DEATH CERTIFICATE

JOHN BUD WICKER

Date:    27 December 1945
Cert:    04590 
Place of Death: County: Knott  City or Town: Lackey, Ky. Rural
Street Number or Location:  Lackey, Knott County, Kentucky
Length of stay in hospital or community: (blank)
Usual Residence of Deceased: State: Kentucky   County: Knott
City or Town:  Lackey     Rural 
Full Name:  John Bud WICKER 
If Veteran Name War: (blank)
Social Security No.:  (blank)
Sex, Color or Race, Marital Status:   Male, White, Married
Husband or Wife of:  Louisa WICKER
Age of husband or wife if alive: 62 years
Birth date of deceased:  01 May 1873 
Age:  72 years, 07 months, 27 days, 09 hours, 30 minutes
Birthplace:  Lackey, Floyd County, Ky.
Occupation:  Farming 
Industry or business:  Teaching - Retired
Father Name:   Robin WICKER 
Father Birthplace:  Lackey, Ky. 
Mother Maiden Name:   Florence MOORE 
Mother Birthplace:   Lackey, Floyd Co., Ky. 

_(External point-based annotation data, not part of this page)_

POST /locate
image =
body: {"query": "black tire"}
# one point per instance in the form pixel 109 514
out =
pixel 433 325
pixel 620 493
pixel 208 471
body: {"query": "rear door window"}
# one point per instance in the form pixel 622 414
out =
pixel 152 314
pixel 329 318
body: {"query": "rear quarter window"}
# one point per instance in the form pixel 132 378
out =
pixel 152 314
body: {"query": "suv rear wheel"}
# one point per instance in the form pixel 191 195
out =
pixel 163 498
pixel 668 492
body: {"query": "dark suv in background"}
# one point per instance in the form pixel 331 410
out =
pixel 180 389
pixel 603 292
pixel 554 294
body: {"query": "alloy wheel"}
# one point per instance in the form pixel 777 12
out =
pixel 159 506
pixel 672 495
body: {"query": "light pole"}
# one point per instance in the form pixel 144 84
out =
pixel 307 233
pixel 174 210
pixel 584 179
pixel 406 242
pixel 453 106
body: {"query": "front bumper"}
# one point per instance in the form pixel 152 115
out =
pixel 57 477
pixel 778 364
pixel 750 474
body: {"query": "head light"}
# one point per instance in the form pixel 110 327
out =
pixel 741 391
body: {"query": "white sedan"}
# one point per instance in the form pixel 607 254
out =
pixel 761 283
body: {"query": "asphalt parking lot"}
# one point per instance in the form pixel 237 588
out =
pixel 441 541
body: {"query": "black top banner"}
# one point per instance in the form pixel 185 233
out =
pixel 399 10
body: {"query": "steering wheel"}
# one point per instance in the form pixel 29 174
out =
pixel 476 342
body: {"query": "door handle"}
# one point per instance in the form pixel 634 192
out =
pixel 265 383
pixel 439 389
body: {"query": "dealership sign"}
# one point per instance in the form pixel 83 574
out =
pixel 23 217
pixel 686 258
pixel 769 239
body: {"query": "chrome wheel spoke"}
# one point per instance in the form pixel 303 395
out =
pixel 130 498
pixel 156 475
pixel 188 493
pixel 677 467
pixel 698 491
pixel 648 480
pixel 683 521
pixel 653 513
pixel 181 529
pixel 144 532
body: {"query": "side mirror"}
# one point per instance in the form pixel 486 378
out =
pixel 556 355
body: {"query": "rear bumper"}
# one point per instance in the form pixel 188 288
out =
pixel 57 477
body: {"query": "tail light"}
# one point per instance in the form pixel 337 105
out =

Informant:   Monroe WICKER, Prestonsburg, Ky. 
Burial Place:   Lackey, Knott Co., Ky. 
Date:  29 December 1945 
Signature of funeral director:  G. D. Ryan, Martin, Ky.
Date received by local registrar:  04 February 1946 
Registrar's Signature: Mrs. Rose B. Craft
Date of Death:  27 December 1945 
I hereby certify that I attended deceased from 27 December 1945 to 27 December 9:20 a.m. 1945, that I last saw him alive on 27 December 9:30 a.m. 1945, and that death occurred on the date stated above at 9:30 a.m.
Immediate cause of death:  Cardio nephritic condition
Duration: (blank)
Due to:  Myocarditis Bronchial Disorder
Other conditions:  Embolism Pulmonary
Accident, suicide, or homicide: (blank)
Date of occurrence: (blank)
Where did injury occur: (blank)
While at work:  (blank)
Means of injury: (blank)
Signature & Address:  A. P. Hodge, M.D., Lackey, Ky.